Un nuovo approccio per la soluzione della stessa problematica affrontata dagli ESB è emerso di recente in alcuni progetti, tra i quali sta raggiungendo una notevole notorietà il progetto Apache Synapse [07]. In questo approccio si parte dalla constatazione che l'ampia diffusione dell'XML e del paradigma dei Web Service permette di considerare i sistemi interni al Dominio di Servizio come già capaci o facilmente adattabili al dialogo tramite Web Service. Se si assume questa premessa, la componente di integrazione del Service Bus non dovrà più supportare tecnologie diverse per ogni possibile sistema legacy da interfacciare (CORBA, RMI, JMS, .NET, etc.), ma potrà essere invece un generico container che funga da mediatore dei messaggi SOAP in arrivo dai clienti interni per i servizi esterni e viceversa.

Il mediatore potrà ancora fornire tutti i servizi a valore aggiunto dei Service Bus, introducendo o interpretando gli headers del messaggio SOAP in transito, ma rispetto agli ESB tradizionali esporrà solo un generico connettore per l'accettazione di buste SOAP, come componente di integrazione.

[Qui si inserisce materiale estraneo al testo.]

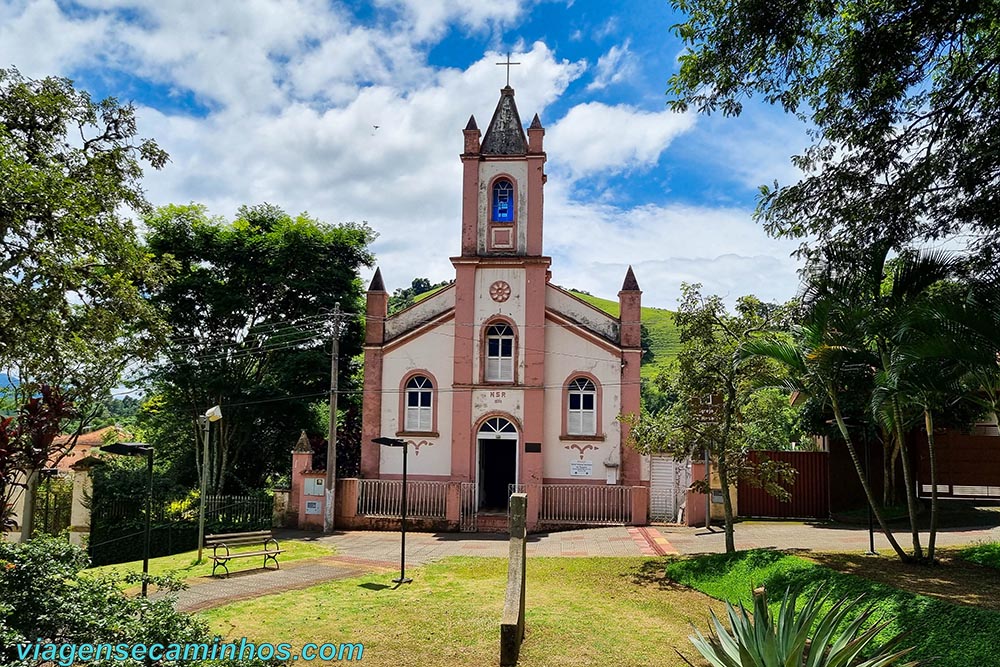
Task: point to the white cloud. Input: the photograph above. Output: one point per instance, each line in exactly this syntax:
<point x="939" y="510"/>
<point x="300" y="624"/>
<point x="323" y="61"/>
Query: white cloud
<point x="615" y="66"/>
<point x="595" y="137"/>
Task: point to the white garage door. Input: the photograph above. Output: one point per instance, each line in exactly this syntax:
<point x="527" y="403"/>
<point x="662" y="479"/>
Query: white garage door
<point x="668" y="483"/>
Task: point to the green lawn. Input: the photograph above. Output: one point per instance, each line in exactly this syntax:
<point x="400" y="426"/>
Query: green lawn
<point x="184" y="566"/>
<point x="954" y="635"/>
<point x="580" y="611"/>
<point x="987" y="554"/>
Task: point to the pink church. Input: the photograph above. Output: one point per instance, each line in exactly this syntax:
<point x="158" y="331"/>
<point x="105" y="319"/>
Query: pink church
<point x="504" y="381"/>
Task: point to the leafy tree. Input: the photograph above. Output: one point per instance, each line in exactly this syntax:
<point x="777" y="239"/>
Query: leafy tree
<point x="72" y="271"/>
<point x="713" y="386"/>
<point x="250" y="314"/>
<point x="899" y="97"/>
<point x="404" y="297"/>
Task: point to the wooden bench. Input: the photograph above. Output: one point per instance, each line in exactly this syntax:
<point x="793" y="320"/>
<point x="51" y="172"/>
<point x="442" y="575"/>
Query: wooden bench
<point x="229" y="541"/>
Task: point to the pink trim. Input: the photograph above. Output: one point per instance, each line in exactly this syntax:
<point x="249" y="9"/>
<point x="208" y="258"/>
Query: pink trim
<point x="598" y="407"/>
<point x="401" y="415"/>
<point x="490" y="321"/>
<point x="410" y="477"/>
<point x="470" y="204"/>
<point x="631" y="472"/>
<point x="492" y="225"/>
<point x="503" y="415"/>
<point x="462" y="447"/>
<point x="536" y="201"/>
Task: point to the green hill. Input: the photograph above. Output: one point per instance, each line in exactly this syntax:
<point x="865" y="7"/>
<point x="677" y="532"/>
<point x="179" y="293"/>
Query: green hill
<point x="664" y="340"/>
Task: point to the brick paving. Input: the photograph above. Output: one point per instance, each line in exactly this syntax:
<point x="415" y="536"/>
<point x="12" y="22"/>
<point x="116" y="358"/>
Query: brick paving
<point x="370" y="552"/>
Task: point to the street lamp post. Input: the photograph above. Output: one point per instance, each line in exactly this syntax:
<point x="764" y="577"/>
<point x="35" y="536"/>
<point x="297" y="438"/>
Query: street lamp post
<point x="140" y="449"/>
<point x="213" y="414"/>
<point x="398" y="442"/>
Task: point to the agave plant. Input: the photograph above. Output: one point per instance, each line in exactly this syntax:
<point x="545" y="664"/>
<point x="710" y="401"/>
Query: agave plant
<point x="804" y="638"/>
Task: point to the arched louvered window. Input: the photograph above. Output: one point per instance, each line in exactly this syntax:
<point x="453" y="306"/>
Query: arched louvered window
<point x="503" y="201"/>
<point x="500" y="353"/>
<point x="419" y="404"/>
<point x="581" y="417"/>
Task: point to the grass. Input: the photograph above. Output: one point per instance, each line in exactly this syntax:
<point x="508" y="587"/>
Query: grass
<point x="987" y="555"/>
<point x="185" y="566"/>
<point x="663" y="335"/>
<point x="593" y="611"/>
<point x="954" y="635"/>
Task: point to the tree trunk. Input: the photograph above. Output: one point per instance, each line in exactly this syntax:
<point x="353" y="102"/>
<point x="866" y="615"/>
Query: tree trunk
<point x="903" y="556"/>
<point x="727" y="504"/>
<point x="932" y="459"/>
<point x="911" y="499"/>
<point x="28" y="507"/>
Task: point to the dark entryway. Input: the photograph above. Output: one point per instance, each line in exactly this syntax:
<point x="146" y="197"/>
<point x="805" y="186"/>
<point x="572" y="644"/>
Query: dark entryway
<point x="497" y="470"/>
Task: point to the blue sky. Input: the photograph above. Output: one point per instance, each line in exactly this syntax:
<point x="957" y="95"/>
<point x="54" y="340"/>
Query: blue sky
<point x="278" y="101"/>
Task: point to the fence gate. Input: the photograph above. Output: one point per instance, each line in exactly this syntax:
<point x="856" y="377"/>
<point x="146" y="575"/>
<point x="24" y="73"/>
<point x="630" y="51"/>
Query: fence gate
<point x="810" y="492"/>
<point x="467" y="515"/>
<point x="668" y="485"/>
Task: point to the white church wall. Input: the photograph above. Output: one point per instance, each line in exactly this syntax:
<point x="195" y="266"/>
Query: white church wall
<point x="559" y="301"/>
<point x="570" y="353"/>
<point x="431" y="351"/>
<point x="513" y="309"/>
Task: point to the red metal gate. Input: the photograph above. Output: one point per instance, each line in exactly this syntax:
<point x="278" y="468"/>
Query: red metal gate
<point x="810" y="492"/>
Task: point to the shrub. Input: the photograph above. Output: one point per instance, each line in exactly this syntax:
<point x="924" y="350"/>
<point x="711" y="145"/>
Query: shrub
<point x="811" y="636"/>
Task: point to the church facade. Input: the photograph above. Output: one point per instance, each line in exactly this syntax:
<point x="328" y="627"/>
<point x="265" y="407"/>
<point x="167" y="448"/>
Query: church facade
<point x="503" y="378"/>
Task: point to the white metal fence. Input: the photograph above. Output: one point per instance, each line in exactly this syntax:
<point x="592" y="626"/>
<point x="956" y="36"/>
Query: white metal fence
<point x="583" y="504"/>
<point x="383" y="498"/>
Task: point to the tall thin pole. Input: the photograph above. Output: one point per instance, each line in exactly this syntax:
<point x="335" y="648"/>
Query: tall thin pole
<point x="204" y="484"/>
<point x="331" y="440"/>
<point x="868" y="477"/>
<point x="149" y="512"/>
<point x="402" y="543"/>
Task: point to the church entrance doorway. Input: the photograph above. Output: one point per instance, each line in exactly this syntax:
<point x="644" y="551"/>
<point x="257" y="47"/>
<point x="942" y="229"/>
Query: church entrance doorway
<point x="497" y="463"/>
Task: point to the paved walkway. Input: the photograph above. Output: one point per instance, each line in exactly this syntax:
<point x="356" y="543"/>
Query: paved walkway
<point x="374" y="552"/>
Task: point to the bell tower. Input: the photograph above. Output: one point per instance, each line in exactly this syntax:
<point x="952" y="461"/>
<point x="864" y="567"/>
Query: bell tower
<point x="502" y="185"/>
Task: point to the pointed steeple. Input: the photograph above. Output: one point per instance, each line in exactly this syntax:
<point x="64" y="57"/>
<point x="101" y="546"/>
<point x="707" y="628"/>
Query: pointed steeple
<point x="505" y="135"/>
<point x="630" y="284"/>
<point x="377" y="284"/>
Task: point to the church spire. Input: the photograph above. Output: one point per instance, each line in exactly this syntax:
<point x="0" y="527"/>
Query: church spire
<point x="505" y="135"/>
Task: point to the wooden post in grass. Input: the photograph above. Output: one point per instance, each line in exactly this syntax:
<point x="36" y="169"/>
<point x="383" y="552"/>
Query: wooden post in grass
<point x="512" y="621"/>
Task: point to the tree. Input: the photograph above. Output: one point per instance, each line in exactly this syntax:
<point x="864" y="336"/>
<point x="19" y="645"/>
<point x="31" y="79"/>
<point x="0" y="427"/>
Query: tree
<point x="712" y="387"/>
<point x="250" y="312"/>
<point x="72" y="271"/>
<point x="899" y="97"/>
<point x="404" y="297"/>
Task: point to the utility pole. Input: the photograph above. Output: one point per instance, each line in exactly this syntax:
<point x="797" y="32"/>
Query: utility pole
<point x="331" y="440"/>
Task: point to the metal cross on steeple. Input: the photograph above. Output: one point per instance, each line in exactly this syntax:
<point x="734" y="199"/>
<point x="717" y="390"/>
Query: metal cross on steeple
<point x="508" y="64"/>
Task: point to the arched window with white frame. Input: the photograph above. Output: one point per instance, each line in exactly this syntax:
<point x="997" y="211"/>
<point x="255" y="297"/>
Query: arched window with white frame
<point x="581" y="407"/>
<point x="419" y="404"/>
<point x="500" y="353"/>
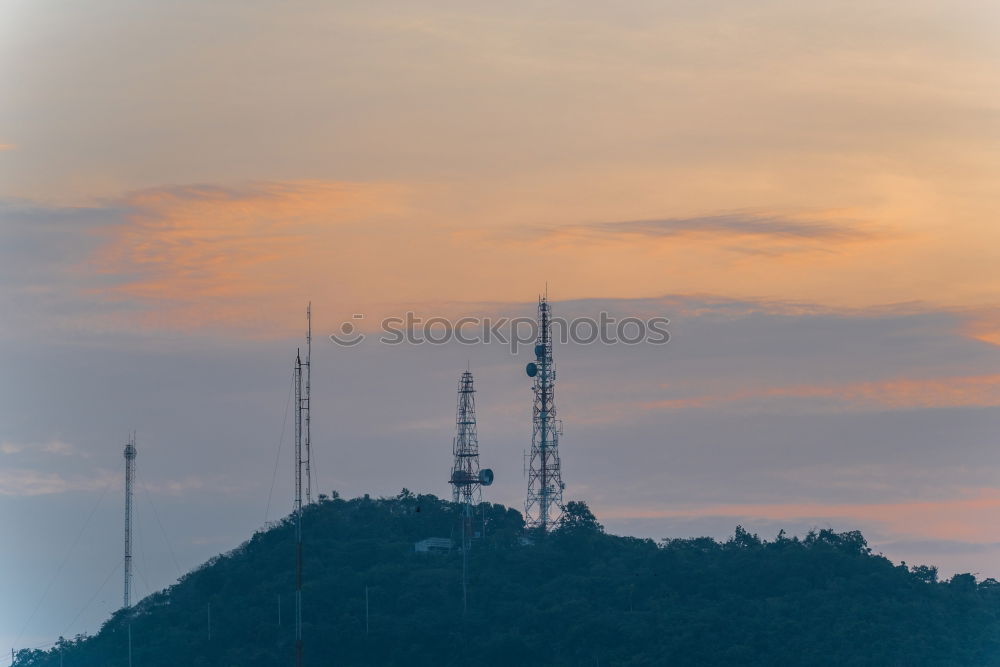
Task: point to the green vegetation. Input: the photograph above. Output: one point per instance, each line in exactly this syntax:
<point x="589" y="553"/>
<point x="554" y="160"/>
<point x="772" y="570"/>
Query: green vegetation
<point x="575" y="597"/>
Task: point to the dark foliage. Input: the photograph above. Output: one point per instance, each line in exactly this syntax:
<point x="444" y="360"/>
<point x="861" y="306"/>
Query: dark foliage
<point x="575" y="597"/>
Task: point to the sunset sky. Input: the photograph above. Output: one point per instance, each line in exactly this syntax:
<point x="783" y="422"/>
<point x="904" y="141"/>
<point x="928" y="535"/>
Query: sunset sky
<point x="808" y="191"/>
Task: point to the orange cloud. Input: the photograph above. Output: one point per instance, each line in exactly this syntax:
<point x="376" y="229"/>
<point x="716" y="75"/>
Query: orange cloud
<point x="745" y="232"/>
<point x="895" y="394"/>
<point x="983" y="326"/>
<point x="201" y="255"/>
<point x="973" y="517"/>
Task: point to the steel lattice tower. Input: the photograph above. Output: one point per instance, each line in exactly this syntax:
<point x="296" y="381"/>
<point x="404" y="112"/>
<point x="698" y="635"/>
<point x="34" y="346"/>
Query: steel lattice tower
<point x="305" y="406"/>
<point x="466" y="487"/>
<point x="302" y="460"/>
<point x="129" y="454"/>
<point x="543" y="507"/>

Dal punto di vista dell'architettura Web Service, il ruolo del Web Service Mediator è quello di un "nodo intermedio". L'architettura dei Web Service prevede infatti che un messaggio SOAP viaggi dal mittente fino al destinatario finale, passando eventualmente attraverso un certo numero di nodi intermedi. Ogni nodo intermedio quindi riceverà il messaggio SOAP e lo ritrasmetterà verso la destinazione finale. Il messaggio passando da un nodo all'altro può essere manipolato secondo le politiche definite per ogni servizio. Di conseguenza quello del Web Service Mediator si pone anche come l'approccio più corretto da un punto di vista architetturale.